The remaining states rely on a greater degree of federal subsidies to make ends meet.

In Kansas, for every $1 we send Washington’s way, we get $1.22 in return for things like crop subsidies and money for school lunch programs, highway maintenance, community development, etc. 

What’s curious is that Mr. McConnell’s state of Kentucky gets $2.41 in return for every $1 it sends Washington’s way. In fact, Kentucky is ranked fifth in the nation as the most dependent on federal monies.

McConnell is aware. Heck, that’s why he’s been in office 35 years.

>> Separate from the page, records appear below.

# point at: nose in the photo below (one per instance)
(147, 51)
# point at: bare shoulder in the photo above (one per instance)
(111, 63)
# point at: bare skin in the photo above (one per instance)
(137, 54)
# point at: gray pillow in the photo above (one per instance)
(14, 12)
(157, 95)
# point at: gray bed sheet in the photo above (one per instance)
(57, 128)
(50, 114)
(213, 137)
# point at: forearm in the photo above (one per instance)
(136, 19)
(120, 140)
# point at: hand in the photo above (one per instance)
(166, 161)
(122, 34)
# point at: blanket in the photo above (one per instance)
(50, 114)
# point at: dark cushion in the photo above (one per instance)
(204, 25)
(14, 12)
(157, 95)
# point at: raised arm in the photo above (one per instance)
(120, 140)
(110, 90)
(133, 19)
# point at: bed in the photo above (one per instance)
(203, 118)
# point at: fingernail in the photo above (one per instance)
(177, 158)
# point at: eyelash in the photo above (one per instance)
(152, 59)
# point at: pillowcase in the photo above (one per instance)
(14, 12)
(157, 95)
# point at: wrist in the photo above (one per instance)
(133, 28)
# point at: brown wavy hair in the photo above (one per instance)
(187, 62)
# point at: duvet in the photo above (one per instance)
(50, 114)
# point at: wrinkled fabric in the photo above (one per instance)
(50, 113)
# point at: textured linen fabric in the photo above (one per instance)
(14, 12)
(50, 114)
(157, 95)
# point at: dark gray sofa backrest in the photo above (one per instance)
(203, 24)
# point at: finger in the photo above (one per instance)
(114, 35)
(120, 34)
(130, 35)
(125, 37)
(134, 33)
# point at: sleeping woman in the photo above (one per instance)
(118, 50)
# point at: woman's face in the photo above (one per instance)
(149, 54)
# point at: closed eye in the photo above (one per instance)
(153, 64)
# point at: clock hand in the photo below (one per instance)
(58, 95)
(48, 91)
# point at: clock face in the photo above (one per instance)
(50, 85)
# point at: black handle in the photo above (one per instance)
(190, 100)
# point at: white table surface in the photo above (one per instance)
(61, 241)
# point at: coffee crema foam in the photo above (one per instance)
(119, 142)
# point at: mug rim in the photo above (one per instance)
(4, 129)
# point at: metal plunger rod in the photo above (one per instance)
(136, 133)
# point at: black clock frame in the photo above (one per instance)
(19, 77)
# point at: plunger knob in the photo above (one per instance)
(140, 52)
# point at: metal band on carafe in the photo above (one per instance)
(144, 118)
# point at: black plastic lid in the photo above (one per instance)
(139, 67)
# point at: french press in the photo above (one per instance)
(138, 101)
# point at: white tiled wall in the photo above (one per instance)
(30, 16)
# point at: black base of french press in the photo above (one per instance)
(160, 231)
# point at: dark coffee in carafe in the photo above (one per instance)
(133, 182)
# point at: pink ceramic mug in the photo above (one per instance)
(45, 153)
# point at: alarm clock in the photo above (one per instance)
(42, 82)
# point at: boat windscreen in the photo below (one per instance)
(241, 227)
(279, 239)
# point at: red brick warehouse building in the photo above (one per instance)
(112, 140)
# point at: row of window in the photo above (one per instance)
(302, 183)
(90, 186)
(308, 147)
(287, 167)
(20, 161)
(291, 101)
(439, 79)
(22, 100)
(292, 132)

He knows how to work the machine. 

And while we don’t necessarily begrudge Kentucky for its federal haul — in fact we’re a little jealous — all it shows is that it’s helped itself to a bigger piece of the pie to which every state contributes.

WHEN CATASTROPHE strikes — hurricanes Harvey and Katrina, the tornado in Tulsa, California wildfires — the proper response is to come to each other’s aid. 

To make this a partisan issue is a travesty to the more than 60,000 Americans who have lost their lives to the pandemic, the 1.2 million currently battling the virus, and the millions who have lost their jobs or whose businesses are suffering.

Kansas has so far lost 125 lives to the coronavirus and is facing a projected $1.3 billion drop in depleted sales tax revenues because of stalled or canceled business activity.

We will need help to get back on our feet. 

That’s all the proof we should have to give.